It's not bad at all, because STABLE at this stage is really more or less stable. And, needless to add, you DON'T have to rebuild all the ports when switching between the minor releases.

I'm using this also on my laptop and it works fine. Speed matters there, so I usually build the release on my desktop, but then install it on my laptop. When everything has been built, I NFS-mount /usr/src and /usr/obj from the desktop to /usr/src and /usr/obj on my laptop. Then on my laptop I cd to /usr/src and `make install` everything according to the existing documentation. You can use this guide provided by wblock@.

For the NFS stuff to work, however, /usr/obj _must not_ be tmpfs, as the guide above recommends for speed, but regular filesystem. Otherwise NFS-mounting becomes very problematic, if at all possible.


----------



## sk8harddiefast (Feb 17, 2015)

If I move to STABLE, how I will update my system and my ports tree? Also If I want to go back to RELEASE is possible?


----------



## free-and-bsd (Feb 17, 2015)

sk8harddiefast said:


> If I move to STABLE, how I will update my system and my ports tree? Also If I want to go back to RELEASE is possible?


Follow the guide I've mentioned if you want to move over to STABLE. There's nothing more complicated to it than several make commands. Updating ports tree will be the same, because moving from 10.x to 10.x won't tell on ports at all. You're only upgrading the base system. You'll only have to watch the replacement of your config files during the mergemaster command -- which must not be complicated. I left untouched all the files the update system offered to overwrite, and it's OK.


----------



## free-and-bsd (Feb 20, 2015)

sk8harddiefast said:


> ...Also If I want to go back to RELEASE is possible?


 Should be.
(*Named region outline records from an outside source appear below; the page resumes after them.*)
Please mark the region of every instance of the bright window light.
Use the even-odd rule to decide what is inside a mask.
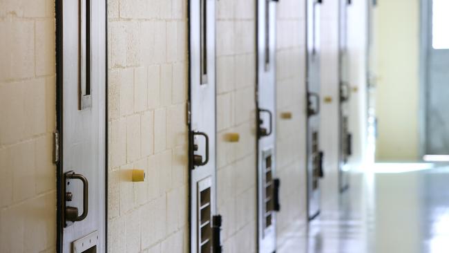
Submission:
[[[430,169],[432,163],[425,162],[376,162],[371,165],[368,170],[379,174],[397,174]]]
[[[426,162],[449,162],[449,156],[446,155],[426,155],[423,157]]]
[[[432,46],[434,49],[449,48],[449,1],[433,0]]]

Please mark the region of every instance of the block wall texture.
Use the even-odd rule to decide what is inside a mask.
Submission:
[[[188,251],[187,3],[108,1],[110,252]]]
[[[305,1],[278,3],[276,38],[277,156],[280,178],[280,237],[306,217]],[[292,113],[291,120],[283,113]],[[280,242],[282,240],[279,241]]]
[[[55,251],[55,24],[52,0],[0,1],[1,252]]]
[[[217,1],[217,180],[224,252],[256,247],[256,0]],[[238,142],[227,141],[237,133]]]

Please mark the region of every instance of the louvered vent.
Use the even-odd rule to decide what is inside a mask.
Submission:
[[[273,184],[273,174],[271,170],[271,153],[267,156],[265,158],[265,170],[264,181],[265,198],[265,227],[268,228],[272,224],[272,215],[274,207],[274,184]]]
[[[198,252],[210,253],[212,245],[211,227],[211,187],[198,188]]]

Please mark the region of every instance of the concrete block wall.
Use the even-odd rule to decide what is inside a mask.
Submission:
[[[187,3],[108,1],[110,252],[188,251]]]
[[[282,237],[290,225],[305,222],[307,216],[305,1],[283,0],[277,6],[278,232]],[[292,119],[283,119],[283,113],[292,113]]]
[[[224,252],[254,252],[256,239],[256,4],[217,1],[217,181]],[[227,141],[240,134],[238,142]]]
[[[1,252],[55,252],[54,3],[0,1]]]

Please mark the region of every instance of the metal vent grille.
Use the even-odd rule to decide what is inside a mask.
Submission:
[[[265,174],[265,228],[268,228],[272,224],[273,211],[274,209],[274,184],[273,173],[271,170],[271,154],[265,156],[264,159],[264,174]]]
[[[198,252],[210,253],[212,246],[210,178],[202,182],[204,183],[198,187]]]

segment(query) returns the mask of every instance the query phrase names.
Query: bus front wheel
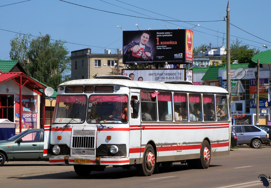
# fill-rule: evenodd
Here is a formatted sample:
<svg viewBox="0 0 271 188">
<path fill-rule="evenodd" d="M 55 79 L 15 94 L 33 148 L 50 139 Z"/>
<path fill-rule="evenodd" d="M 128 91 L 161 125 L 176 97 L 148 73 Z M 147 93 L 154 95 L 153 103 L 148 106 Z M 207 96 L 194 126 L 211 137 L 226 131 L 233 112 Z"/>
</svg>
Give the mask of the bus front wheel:
<svg viewBox="0 0 271 188">
<path fill-rule="evenodd" d="M 196 160 L 196 166 L 199 168 L 208 168 L 211 162 L 211 149 L 208 141 L 205 140 L 201 145 L 200 158 Z"/>
<path fill-rule="evenodd" d="M 143 162 L 137 166 L 138 173 L 144 176 L 151 175 L 154 170 L 156 160 L 153 148 L 150 144 L 147 144 L 143 154 Z"/>
<path fill-rule="evenodd" d="M 76 174 L 80 176 L 88 176 L 91 172 L 90 165 L 75 164 L 73 165 L 73 168 Z"/>
</svg>

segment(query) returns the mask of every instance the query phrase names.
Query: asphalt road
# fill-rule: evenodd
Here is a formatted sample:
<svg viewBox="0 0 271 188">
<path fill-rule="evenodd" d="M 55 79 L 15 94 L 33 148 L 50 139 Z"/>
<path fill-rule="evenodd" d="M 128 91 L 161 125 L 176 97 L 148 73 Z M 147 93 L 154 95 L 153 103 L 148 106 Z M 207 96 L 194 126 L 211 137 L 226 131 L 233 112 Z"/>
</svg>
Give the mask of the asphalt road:
<svg viewBox="0 0 271 188">
<path fill-rule="evenodd" d="M 259 149 L 238 146 L 231 150 L 230 155 L 212 157 L 207 169 L 191 169 L 176 163 L 172 167 L 160 165 L 158 172 L 147 177 L 138 176 L 134 167 L 128 170 L 107 167 L 104 171 L 82 177 L 72 166 L 51 166 L 47 162 L 9 162 L 0 167 L 0 188 L 264 187 L 259 176 L 264 174 L 269 180 L 271 176 L 270 153 L 269 146 Z"/>
</svg>

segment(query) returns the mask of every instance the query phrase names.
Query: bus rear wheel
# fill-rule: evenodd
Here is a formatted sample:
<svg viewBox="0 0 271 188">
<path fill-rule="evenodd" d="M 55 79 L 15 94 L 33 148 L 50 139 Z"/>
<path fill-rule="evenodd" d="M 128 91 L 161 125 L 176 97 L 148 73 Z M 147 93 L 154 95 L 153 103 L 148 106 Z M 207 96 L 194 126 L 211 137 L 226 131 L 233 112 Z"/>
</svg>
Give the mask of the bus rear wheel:
<svg viewBox="0 0 271 188">
<path fill-rule="evenodd" d="M 75 164 L 73 165 L 73 168 L 76 174 L 80 176 L 88 176 L 91 172 L 90 165 Z"/>
<path fill-rule="evenodd" d="M 207 141 L 204 141 L 201 145 L 200 158 L 195 160 L 198 168 L 206 169 L 209 167 L 211 162 L 211 149 Z"/>
<path fill-rule="evenodd" d="M 150 144 L 147 144 L 143 154 L 143 162 L 137 166 L 138 174 L 144 176 L 151 175 L 154 170 L 156 160 L 153 148 Z"/>
</svg>

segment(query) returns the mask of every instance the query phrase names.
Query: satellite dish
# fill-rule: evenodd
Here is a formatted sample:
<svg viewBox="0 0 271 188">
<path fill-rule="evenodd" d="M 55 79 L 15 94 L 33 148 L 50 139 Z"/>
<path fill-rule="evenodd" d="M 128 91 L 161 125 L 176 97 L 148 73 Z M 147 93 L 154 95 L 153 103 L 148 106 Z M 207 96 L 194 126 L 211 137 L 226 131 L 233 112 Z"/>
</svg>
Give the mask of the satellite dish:
<svg viewBox="0 0 271 188">
<path fill-rule="evenodd" d="M 45 95 L 48 97 L 50 97 L 54 93 L 54 90 L 51 87 L 47 87 L 45 88 L 44 92 Z"/>
<path fill-rule="evenodd" d="M 246 71 L 243 68 L 238 68 L 234 71 L 234 77 L 238 80 L 244 78 L 246 75 Z"/>
</svg>

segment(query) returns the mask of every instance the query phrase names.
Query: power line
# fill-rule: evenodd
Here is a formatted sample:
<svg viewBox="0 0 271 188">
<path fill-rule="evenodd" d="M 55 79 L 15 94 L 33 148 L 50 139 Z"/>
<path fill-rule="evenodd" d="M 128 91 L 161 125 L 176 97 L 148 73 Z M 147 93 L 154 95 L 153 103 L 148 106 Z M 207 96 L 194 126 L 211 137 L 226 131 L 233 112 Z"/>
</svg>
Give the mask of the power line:
<svg viewBox="0 0 271 188">
<path fill-rule="evenodd" d="M 19 33 L 18 32 L 16 32 L 15 31 L 9 31 L 8 30 L 7 30 L 5 29 L 0 29 L 0 30 L 2 30 L 3 31 L 8 31 L 9 32 L 11 32 L 12 33 L 17 33 L 18 34 L 21 34 L 23 35 L 26 35 L 27 36 L 30 36 L 31 37 L 37 37 L 40 39 L 45 39 L 43 37 L 39 37 L 39 36 L 34 36 L 34 35 L 32 35 L 31 34 L 24 34 L 24 33 Z M 86 44 L 79 44 L 78 43 L 75 43 L 73 42 L 67 42 L 67 41 L 63 41 L 62 40 L 55 40 L 54 39 L 50 39 L 50 40 L 53 40 L 55 41 L 59 41 L 59 42 L 63 42 L 64 43 L 69 43 L 69 44 L 78 44 L 78 45 L 81 45 L 82 46 L 90 46 L 91 47 L 95 47 L 97 48 L 103 48 L 103 47 L 101 47 L 101 46 L 91 46 L 90 45 L 87 45 Z M 120 39 L 118 39 L 119 40 Z M 109 44 L 110 45 L 110 44 Z M 115 49 L 115 48 L 108 48 L 111 49 Z"/>
<path fill-rule="evenodd" d="M 5 7 L 5 6 L 7 6 L 8 5 L 14 5 L 15 4 L 17 4 L 17 3 L 22 3 L 24 2 L 25 2 L 26 1 L 31 1 L 31 0 L 27 0 L 27 1 L 21 1 L 21 2 L 18 2 L 18 3 L 12 3 L 12 4 L 10 4 L 8 5 L 2 5 L 2 6 L 0 6 L 0 7 Z"/>
</svg>

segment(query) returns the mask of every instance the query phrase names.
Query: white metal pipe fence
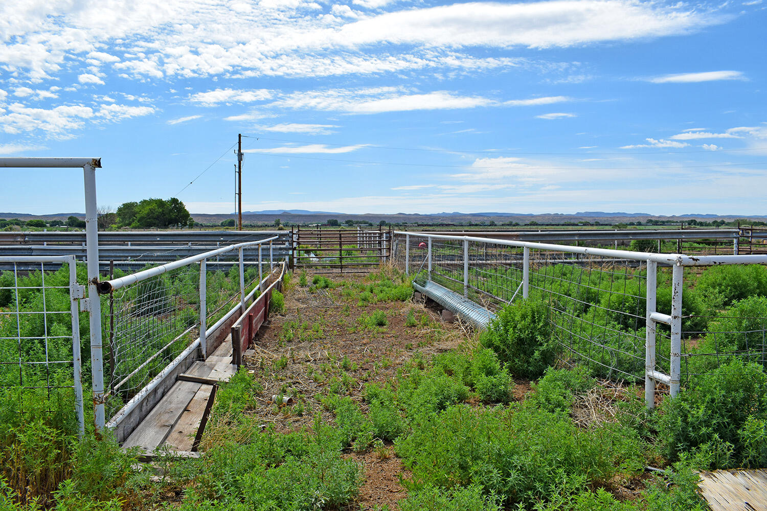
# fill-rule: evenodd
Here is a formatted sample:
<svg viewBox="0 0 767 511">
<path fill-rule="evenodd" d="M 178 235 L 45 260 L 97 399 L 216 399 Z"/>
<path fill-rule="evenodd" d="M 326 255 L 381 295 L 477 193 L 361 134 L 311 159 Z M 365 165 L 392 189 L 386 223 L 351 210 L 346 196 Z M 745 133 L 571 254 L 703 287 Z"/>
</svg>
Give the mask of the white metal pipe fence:
<svg viewBox="0 0 767 511">
<path fill-rule="evenodd" d="M 687 310 L 690 305 L 683 300 L 685 267 L 765 264 L 767 256 L 653 254 L 403 231 L 395 235 L 394 263 L 421 286 L 439 284 L 491 310 L 518 297 L 545 301 L 565 359 L 584 362 L 606 377 L 644 380 L 648 407 L 654 405 L 656 383 L 668 385 L 675 396 L 683 378 L 695 374 L 690 357 L 719 359 L 746 353 L 749 360 L 767 362 L 767 318 L 761 318 L 761 343 L 757 329 L 747 338 L 750 346 L 738 352 L 693 352 L 692 336 L 700 333 L 693 331 L 695 320 L 703 316 Z"/>
<path fill-rule="evenodd" d="M 113 311 L 105 355 L 110 424 L 180 354 L 199 349 L 202 359 L 209 355 L 209 325 L 220 326 L 221 318 L 243 310 L 261 290 L 262 267 L 271 268 L 274 260 L 264 260 L 260 248 L 275 239 L 222 247 L 99 283 Z M 247 260 L 248 247 L 259 249 L 255 260 Z M 229 270 L 210 270 L 209 261 L 229 264 Z"/>
</svg>

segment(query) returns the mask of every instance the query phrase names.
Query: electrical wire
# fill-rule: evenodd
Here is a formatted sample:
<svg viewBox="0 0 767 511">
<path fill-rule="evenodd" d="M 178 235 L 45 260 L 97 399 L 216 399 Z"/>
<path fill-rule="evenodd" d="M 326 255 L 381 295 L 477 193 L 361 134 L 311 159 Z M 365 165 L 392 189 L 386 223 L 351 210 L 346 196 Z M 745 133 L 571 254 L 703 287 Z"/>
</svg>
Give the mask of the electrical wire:
<svg viewBox="0 0 767 511">
<path fill-rule="evenodd" d="M 179 192 L 176 194 L 176 197 L 178 197 L 179 195 L 181 195 L 182 192 L 183 192 L 184 190 L 186 190 L 186 188 L 188 188 L 189 187 L 189 185 L 192 185 L 192 183 L 193 183 L 194 182 L 197 181 L 197 179 L 199 179 L 200 178 L 200 176 L 202 176 L 203 174 L 205 174 L 206 172 L 208 172 L 210 169 L 211 167 L 212 167 L 214 165 L 216 165 L 216 163 L 218 163 L 219 160 L 221 159 L 222 158 L 223 158 L 224 156 L 225 156 L 226 153 L 229 152 L 229 150 L 231 150 L 236 145 L 237 145 L 237 142 L 235 142 L 235 143 L 233 143 L 231 146 L 229 146 L 229 148 L 227 148 L 227 149 L 225 151 L 224 151 L 224 152 L 220 156 L 219 156 L 218 158 L 216 159 L 215 162 L 213 162 L 212 163 L 211 163 L 210 165 L 209 165 L 206 168 L 205 170 L 203 170 L 202 172 L 200 172 L 199 174 L 197 175 L 197 177 L 196 177 L 194 179 L 193 179 L 192 181 L 190 181 L 189 182 L 189 185 L 187 185 L 186 186 L 185 186 L 183 188 L 181 188 L 180 190 L 179 190 Z"/>
<path fill-rule="evenodd" d="M 243 151 L 245 152 L 245 151 Z M 373 162 L 367 160 L 357 160 L 357 159 L 341 159 L 338 158 L 317 158 L 316 156 L 298 156 L 295 154 L 275 154 L 273 152 L 261 152 L 258 151 L 251 151 L 252 153 L 258 154 L 262 156 L 275 156 L 277 158 L 298 158 L 300 159 L 313 159 L 318 160 L 321 162 L 340 162 L 344 163 L 360 163 L 367 165 L 397 165 L 402 167 L 433 167 L 439 169 L 466 169 L 472 170 L 502 170 L 503 167 L 495 166 L 495 167 L 478 167 L 472 165 L 436 165 L 431 163 L 398 163 L 393 162 Z M 754 163 L 719 163 L 716 165 L 675 165 L 673 167 L 668 166 L 655 166 L 655 167 L 621 167 L 619 170 L 652 170 L 655 169 L 662 169 L 663 170 L 674 170 L 676 169 L 709 169 L 711 167 L 739 167 L 743 165 L 767 165 L 767 162 L 757 162 Z M 610 168 L 606 167 L 538 167 L 538 166 L 531 166 L 529 168 L 525 168 L 529 170 L 611 170 Z"/>
</svg>

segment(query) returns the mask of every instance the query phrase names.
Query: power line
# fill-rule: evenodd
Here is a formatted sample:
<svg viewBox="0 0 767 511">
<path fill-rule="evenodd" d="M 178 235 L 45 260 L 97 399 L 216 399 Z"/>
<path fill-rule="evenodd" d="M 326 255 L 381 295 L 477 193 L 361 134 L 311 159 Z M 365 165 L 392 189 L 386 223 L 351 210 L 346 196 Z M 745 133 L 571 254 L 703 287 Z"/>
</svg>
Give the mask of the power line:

I don't remember how I did it when STABLE proved to be not really that stable... But it was right at the time the new RELEASE was out, and at that time the _new_ STABLE is not yet _that_ stable. I think I just extracted the RELEASE tarballs into where they're meant to be extracted. Yep, backed up some customized config files and just did it. 
But you can also use src.txz from RELEASE and compile + install it the same you compile and install STABLE sources, can you? Then mergemaster and remove old libs will do the complete replacement, I think...


----------



## abishai (Feb 20, 2015)

True. And without any complications or port rebuilds. Just fetch RELENG sources and make a common update sequence http://www.wonkity.com/~wblock/docs/html/buildworld.html


----------



## Echo8 (Mar 1, 2015)

Is there a certain revision I should be using for 10.1-STABLE? When I tried this with my ThinkPad Edge E531 and the rev, it was able to detect the existence of my wifi network, but it wouldn't connect to it.

Also, whenever I attempted to configure it with `# bsdinstall netconfig` instead of writing wpa_supplicant.conf by hand, it would fail with the message that wpa_supplicant couldn't be started.


----------



## free-and-bsd (Mar 2, 2015)

Echo8 said:


> Is there a certain revision I should be using for 10.1-STABLE? When I tried this with my ThinkPad Edge E531 and the rev, it was able to detect the existence of my wifi network, but it wouldn't connect to it.
> 
> Also, whenever I attempted to configure it with "# bsdinstall netconfig" instead of writing wpa_supplicant.conf by hand, it would fail with the message that wpa_supplicant couldn't be started.


I didn't even try anything bsdinstall(8). In my case I also had problem connecting to the network. It proved to be the passphrase contained characters ' and &, which caused problems. Once these were replaced, it connected OK. But in your case it may be something different. Try wpa_cli(8) utility.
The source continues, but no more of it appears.